Bitcoin and cryptocurrency laundering in ransomware operations
According to FinCEN, approximately 97% of observed ransomware payments were made in Bitcoin. Other cryptocurrencies such as Monero, Ether, Litecoin, and Tether appear much less frequently. Bitcoin remains the primary choice due to its liquidity, exchange support, and established tooling for cross‑border transfers.
At the same time, tighter regulation of cryptocurrency exchanges, widespread Know Your Customer (KYC) and Anti‑Money Laundering (AML) controls, and advances in blockchain analytics are making it harder for threat actors to launder funds. FinCEN’s reporting framework enables authorities to correlate wallet addresses, track payment flows, and impose sanctions against infrastructure linked to specific ransomware groups.
How organizations can reduce ransomware risk
The FinCEN findings underscore that no sector and no company size is immune from ransomware. Effective risk reduction requires a layered approach that combines technical, procedural, and human‑centric controls. Core measures include regularly tested offline backups, strong network segmentation, enforced multi‑factor authentication, rapid patch management, and deployment of modern detection and response tools such as EDR/XDR.
Equally important are security awareness training focused on phishing and social engineering, clearly defined incident response playbooks, and regular tabletop exercises involving IT, legal, compliance, and executive leadership.
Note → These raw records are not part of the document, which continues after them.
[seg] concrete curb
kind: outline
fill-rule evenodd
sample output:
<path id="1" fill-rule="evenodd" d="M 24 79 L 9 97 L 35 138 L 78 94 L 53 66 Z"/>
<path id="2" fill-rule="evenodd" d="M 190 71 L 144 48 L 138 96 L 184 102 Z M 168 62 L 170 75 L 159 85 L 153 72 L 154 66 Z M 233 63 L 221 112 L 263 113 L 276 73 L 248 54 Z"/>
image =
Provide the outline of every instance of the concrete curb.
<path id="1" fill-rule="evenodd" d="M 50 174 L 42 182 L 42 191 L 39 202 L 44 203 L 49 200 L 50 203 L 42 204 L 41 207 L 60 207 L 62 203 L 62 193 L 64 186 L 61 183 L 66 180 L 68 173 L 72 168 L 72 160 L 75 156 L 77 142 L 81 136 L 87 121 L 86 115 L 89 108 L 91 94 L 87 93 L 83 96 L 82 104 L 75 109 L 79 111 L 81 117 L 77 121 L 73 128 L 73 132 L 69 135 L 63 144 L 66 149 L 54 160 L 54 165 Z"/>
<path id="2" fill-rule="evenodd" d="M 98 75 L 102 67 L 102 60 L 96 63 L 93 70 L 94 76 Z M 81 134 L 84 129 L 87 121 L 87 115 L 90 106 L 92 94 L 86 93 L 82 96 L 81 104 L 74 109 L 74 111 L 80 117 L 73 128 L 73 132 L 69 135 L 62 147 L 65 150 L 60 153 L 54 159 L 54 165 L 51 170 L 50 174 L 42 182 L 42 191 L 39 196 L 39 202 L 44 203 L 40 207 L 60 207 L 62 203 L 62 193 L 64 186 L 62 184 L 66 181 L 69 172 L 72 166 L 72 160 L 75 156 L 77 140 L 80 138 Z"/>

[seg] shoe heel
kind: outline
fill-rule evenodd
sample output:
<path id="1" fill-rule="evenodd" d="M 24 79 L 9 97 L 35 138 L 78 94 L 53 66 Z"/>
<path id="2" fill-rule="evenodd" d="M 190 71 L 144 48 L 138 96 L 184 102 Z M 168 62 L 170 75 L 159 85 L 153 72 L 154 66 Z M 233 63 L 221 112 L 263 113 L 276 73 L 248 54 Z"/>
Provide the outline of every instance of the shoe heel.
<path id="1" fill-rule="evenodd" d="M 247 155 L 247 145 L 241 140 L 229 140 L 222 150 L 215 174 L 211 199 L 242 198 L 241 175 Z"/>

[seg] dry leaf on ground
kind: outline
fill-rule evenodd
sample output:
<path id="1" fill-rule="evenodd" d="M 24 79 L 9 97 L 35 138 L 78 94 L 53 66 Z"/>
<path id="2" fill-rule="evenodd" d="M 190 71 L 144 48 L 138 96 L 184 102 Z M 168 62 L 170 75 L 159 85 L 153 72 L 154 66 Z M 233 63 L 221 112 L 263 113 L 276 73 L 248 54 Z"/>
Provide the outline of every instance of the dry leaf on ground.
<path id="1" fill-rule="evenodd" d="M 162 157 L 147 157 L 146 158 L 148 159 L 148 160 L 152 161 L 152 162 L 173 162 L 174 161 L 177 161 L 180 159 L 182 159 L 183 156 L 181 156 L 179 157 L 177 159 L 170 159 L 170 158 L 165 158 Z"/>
Early engagement with law enforcement and regulators, as well as continuous monitoring of emerging ransomware groups and tactics, significantly increases resilience and narrows the attackers’ room for maneuver.
The trajectory reflected in FinCEN’s ransomware statistics is a warning and an opportunity: while law enforcement pressure and improved defenses can drive down payments, threat actors will continue to adapt. Organizations that treat ransomware as a core business risk—investing in cyber resilience, crisis readiness, and transparent cooperation with authorities—are far better positioned to withstand extortion attempts without being forced to choose between prolonged disruption and paying criminal demands.